Et si, curieusement, la meilleure solution pour lutter contre l'apathie et la déprime ambiante en ces temps troublés n'était autre qu'un concept-album sur le déclin d'une civilisation moribonde ?
Le voyage proposé par Elder à travers cinq morceaux seulement emmène l'auditeur pour presque une heure de pérégrinations à travers des paysages à la fois modernes et retro. Chaque long titre est son propre voyage, et même si la ligne narratrice évoque l'extinction imminente d'une civilisation, jusqu'à la fin, Omens se révèle une écoute positive, lumineuse et puissante.
C'est un renouveau qui a touché d'abord le groupe lui-même, désormais composé de quatre membres. L'arrivée de Georg Edert à la batterie et d'un second guitariste en la personne de Michael Risberg ne pouvait qu'augurer une évolution dans l'identité musicale du groupe. Une évolution, certes, mais pas un virage complet, chaque album passé d'Elder ayant marqué une sorte de glissement par rapport au précédent. Si le premier opus éponyme en 2008 était fortement marqué par le metal heavy / doom avec des touches de stoner, ici avec Omens c'est un peu l'inverse qui ressort d'une première écoute : l'ensemble oscille grandement entre le stoner et le psychédélique, pour un effet très progressif, avec quelques touches doom et des riffs heavy occasionnels, qui sont davantage présents pour servir l'intensité du message que pour imposer de la force ou de l'agressivité.
Les mélodies et textures denses se superposent, et une évidence s'impose : la rareté du chant. Tous les morceaux pourraient être des instrumentaux sans perdre de leur richesse. Rare et mesuré, le chant de Nicholas DiSalvo se fait expressif, avec juste assez de distorsion pour porter la ligne narratrice avec intensité. C'est en réalité par les jeux de guitares, impressionnants de richesse, qu'Elder trouve sa première voix.

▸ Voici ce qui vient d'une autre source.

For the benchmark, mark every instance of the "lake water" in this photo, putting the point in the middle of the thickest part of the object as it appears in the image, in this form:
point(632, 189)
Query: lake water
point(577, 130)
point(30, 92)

Il émane de l'album un air de nostalgie, la puissance toute psychédélique et les superpositions de guitares rappelant le hard rock à la Rush – période progressive. Un effet foisonnant, lumineux, ressort des jeux permanents sur les nuances. La piste d'ouverture, "Omens", repose sur un groove impressionnant porté par Jack Donovan à la basse, et les superbes riffs de Nicholas DiSalvo et Michael Risberg, délivrés subtilement après une introduction au piano. Sur l'ensemble du disque, les claviers sont d'ailleurs bien mis à l'honneur avec la participation de Fabio Cuomo, invité omniprésent, quasi-cinquième membre du groupe tellement les mélodies énergiques ou planantes des synthés sont une sorte de ligne directrice menant encore plus à une atmosphère seventies soignée et délicate. Il est à noter qu'Omens a été enregistré en France, au Studio Black Box, par Peter Deimel et Etienne Clauzel.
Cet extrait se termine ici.